Right now, cargo vet check first displays a nice menu, then a text file with lots of useful comments. In https://chromium-review.googlesource.com/c/chromium/src/+/5553921/comment/d70a587a_0555c1c1/ I suggested an alternative formulation of the menu, specifically for a delta:

choose criteria to certify for somecrate:0.1.0 -> 0.2.0
  1.   safe-to-run
  2. * safe-to-deploy
  3.   crypto-safe
  4. * does-not-implement-crypto
  5. * ub-risk-0
  6.   ub-risk-1
  7.   ub-risk-2
  8.   ub-risk-3
  9.   ub-risk-4

Delta Baseline: [safe-to-deploy, does-not-implement-crypto, ub-risk-0]
Required:
  ✓ safe-to-deploy
  ✓ crypto-safe (implied by does-not-implement-crypto)
  ✓ ub-risk-2 (implied by ub-risk-0)

keys here:

displays the baseline
defaults to the baseline (IMHO defaulting to the requirements is a bug)
checks requirements, including implications, and clarifies those implications
not visible in the example:
- rejects audits that do not meet requirements
- rejects delta audits that increase specificicity (if that's the right term -- for example selecting ub-risk-0 with a baseline of ub-risk-2)
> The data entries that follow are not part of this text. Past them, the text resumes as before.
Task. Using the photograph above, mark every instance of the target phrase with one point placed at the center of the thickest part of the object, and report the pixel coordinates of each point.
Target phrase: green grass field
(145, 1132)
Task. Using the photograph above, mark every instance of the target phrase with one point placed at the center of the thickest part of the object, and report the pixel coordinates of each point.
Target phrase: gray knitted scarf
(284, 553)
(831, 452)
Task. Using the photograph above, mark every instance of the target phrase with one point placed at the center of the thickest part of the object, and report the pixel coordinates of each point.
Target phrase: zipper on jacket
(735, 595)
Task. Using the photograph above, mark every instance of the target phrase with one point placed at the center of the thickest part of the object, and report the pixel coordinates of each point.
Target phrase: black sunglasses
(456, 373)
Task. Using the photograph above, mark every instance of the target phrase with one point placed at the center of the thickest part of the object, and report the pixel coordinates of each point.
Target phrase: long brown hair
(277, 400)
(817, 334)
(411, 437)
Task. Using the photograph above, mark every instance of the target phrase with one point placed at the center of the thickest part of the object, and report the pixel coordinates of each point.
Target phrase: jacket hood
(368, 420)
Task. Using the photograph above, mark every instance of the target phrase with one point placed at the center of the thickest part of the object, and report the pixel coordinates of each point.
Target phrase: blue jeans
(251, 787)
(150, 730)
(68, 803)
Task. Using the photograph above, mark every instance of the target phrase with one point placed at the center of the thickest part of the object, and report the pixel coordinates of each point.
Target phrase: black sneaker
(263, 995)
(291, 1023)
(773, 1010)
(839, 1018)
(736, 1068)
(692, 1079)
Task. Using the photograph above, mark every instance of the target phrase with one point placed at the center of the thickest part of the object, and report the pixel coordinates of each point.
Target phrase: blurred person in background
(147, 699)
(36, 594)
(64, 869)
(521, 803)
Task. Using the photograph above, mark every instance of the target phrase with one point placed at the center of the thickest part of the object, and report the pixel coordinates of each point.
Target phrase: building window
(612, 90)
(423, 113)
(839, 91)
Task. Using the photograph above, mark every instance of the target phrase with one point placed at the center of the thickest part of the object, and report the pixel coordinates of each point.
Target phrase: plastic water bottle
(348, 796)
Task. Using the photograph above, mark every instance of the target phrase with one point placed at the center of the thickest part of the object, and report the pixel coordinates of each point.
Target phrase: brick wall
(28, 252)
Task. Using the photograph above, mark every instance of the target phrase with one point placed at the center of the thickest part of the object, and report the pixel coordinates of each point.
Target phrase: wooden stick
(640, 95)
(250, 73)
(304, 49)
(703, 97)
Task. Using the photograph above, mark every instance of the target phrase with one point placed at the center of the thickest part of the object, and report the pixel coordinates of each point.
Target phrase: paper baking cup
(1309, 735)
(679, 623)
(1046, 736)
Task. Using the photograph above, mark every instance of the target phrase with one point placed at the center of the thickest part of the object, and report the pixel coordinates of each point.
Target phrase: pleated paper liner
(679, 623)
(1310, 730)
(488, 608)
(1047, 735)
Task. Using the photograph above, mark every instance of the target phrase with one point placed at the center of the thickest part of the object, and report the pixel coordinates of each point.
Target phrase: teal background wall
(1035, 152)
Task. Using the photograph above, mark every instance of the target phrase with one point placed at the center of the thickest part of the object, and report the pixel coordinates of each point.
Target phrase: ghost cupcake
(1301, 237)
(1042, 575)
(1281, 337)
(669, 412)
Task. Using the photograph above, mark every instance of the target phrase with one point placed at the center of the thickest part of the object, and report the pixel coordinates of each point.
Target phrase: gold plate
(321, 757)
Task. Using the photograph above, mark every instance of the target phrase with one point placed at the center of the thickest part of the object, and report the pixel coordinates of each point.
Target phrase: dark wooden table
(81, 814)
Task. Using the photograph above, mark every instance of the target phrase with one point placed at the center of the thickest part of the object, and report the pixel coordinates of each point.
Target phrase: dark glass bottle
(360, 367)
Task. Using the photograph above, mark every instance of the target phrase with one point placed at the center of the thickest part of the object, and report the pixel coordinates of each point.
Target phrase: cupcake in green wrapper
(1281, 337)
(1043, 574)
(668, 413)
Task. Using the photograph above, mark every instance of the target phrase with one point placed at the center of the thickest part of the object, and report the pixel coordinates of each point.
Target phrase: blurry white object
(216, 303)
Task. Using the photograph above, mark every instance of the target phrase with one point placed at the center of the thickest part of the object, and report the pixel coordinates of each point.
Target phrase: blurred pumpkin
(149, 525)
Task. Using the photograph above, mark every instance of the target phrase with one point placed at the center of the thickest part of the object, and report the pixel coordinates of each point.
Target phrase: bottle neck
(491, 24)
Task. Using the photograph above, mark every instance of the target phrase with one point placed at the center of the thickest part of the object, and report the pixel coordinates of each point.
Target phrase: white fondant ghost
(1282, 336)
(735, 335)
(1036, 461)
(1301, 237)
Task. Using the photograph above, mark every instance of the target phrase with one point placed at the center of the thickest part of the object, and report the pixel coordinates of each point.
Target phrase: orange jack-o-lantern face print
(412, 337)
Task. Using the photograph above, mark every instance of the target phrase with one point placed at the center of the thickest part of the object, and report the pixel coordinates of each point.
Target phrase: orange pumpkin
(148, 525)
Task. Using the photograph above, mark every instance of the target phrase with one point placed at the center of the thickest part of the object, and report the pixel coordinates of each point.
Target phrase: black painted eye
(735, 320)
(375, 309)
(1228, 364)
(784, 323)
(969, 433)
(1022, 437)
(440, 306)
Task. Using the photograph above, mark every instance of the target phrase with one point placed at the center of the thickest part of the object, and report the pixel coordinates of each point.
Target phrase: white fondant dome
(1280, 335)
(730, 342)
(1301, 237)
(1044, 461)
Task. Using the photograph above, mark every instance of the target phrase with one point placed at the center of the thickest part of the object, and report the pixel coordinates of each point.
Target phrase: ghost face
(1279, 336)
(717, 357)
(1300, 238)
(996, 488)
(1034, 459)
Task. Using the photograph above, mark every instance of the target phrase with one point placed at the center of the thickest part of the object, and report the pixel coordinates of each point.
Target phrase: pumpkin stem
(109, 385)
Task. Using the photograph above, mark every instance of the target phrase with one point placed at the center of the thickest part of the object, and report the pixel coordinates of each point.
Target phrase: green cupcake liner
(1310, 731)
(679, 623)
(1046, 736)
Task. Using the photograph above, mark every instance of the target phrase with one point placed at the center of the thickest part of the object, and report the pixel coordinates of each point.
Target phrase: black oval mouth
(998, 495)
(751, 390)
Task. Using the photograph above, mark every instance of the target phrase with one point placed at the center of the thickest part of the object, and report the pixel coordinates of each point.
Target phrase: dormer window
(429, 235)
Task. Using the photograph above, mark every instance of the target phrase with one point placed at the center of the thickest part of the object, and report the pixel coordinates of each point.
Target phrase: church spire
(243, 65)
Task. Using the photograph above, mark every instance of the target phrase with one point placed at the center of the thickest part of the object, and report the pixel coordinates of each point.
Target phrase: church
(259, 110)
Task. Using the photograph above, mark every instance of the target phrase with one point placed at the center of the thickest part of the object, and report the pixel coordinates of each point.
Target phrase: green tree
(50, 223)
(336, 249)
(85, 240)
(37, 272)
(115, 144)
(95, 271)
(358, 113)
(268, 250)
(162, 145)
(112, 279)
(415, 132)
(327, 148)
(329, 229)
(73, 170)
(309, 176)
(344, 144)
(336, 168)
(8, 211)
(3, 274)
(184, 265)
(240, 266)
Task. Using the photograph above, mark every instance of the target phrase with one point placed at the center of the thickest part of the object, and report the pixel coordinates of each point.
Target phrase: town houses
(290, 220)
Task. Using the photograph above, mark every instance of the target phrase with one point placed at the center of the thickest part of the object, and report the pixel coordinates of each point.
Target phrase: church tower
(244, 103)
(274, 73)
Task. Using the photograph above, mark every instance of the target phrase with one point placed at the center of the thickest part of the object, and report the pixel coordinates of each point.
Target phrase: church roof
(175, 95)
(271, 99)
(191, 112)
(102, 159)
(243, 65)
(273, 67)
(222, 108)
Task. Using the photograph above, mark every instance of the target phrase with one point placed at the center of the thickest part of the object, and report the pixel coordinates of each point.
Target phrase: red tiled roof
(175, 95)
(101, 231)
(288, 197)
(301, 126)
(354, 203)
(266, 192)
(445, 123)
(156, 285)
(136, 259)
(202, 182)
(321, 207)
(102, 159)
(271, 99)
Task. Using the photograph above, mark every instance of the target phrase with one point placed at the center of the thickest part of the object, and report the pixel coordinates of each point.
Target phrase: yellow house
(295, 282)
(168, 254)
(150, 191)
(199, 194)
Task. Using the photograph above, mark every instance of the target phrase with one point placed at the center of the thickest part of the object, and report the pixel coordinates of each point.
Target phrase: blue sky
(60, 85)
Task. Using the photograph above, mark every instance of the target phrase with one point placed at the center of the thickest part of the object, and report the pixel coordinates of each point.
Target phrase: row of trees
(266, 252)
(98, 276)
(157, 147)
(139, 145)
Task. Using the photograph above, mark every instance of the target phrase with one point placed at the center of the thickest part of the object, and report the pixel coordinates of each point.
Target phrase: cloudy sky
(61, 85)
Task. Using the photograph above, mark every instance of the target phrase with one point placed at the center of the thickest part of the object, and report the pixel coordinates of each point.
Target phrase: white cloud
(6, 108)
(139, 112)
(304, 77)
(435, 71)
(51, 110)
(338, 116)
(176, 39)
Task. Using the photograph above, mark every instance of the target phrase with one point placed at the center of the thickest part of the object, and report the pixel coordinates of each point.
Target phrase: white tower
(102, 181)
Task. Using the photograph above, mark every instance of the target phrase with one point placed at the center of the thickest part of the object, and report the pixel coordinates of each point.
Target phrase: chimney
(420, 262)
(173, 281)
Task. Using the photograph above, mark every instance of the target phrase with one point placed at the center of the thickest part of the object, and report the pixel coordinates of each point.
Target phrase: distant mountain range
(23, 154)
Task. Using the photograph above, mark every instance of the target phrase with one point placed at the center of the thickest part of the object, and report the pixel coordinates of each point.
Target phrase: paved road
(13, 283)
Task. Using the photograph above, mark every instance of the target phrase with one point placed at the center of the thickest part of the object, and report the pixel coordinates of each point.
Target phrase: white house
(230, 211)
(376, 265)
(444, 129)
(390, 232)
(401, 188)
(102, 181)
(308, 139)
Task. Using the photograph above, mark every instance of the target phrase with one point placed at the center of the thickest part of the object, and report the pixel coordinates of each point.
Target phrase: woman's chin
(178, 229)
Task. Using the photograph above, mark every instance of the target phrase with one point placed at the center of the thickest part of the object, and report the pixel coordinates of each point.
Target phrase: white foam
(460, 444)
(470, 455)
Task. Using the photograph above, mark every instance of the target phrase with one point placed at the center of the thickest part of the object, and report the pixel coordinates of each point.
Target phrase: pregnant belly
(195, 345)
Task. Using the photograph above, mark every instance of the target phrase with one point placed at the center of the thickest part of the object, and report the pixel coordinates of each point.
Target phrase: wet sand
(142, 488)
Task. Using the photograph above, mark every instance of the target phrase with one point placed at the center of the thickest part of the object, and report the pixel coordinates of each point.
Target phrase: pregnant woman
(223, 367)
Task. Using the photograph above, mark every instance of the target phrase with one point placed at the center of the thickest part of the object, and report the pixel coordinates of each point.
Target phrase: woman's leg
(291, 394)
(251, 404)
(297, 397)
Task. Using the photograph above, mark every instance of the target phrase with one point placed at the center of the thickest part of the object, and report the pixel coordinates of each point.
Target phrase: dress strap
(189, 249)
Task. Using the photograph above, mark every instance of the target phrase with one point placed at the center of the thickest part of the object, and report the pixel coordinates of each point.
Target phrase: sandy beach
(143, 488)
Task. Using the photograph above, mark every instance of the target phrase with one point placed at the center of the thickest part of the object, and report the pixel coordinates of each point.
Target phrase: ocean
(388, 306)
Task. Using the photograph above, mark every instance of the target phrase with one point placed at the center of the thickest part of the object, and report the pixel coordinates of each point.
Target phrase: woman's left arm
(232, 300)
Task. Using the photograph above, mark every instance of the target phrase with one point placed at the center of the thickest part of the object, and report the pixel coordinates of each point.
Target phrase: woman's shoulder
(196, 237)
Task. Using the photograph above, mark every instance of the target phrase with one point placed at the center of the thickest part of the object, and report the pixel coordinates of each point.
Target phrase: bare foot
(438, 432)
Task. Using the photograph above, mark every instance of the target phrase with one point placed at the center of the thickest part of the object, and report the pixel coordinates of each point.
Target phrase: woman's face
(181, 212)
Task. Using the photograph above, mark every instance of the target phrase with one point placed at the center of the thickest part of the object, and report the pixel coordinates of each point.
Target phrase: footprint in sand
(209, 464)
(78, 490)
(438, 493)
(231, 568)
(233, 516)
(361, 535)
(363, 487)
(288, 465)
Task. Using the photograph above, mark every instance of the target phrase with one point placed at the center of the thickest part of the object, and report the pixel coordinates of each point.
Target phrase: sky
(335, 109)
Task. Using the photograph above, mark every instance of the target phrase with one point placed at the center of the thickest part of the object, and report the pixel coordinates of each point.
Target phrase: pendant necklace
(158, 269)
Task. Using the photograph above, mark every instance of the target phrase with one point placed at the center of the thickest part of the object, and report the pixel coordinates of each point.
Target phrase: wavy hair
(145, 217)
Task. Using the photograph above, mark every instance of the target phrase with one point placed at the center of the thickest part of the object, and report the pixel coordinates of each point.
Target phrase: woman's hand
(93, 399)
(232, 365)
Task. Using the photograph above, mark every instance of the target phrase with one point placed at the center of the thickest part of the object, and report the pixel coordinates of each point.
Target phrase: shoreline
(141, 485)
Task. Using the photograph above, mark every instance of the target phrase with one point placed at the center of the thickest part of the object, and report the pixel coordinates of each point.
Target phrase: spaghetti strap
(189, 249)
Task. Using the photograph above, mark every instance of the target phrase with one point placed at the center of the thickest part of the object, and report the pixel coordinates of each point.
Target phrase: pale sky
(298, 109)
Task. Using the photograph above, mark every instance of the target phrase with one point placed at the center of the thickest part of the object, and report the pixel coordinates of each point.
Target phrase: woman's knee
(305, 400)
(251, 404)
anforowicz commented 6 months ago

I like the suggestion in https://github.com/mozilla/cargo-vet/issues/417#issuecomment-2130053997 and I tried to explore how to implement just the "defaults to the baseline" for cargo vet certify crate_foo <vOld> <vNew>. (I agree with the previous comment that defaulting to the policy requirements is a bug, because https://mozilla.github.io/cargo-vet/audit-entries.html#delta says that a delta audit "certifies that the delta [...] preserves the relevant criteria" and notes that "it's not always possible to conclude that a diff preserves certain properties without also inspecting some portion of the base version".)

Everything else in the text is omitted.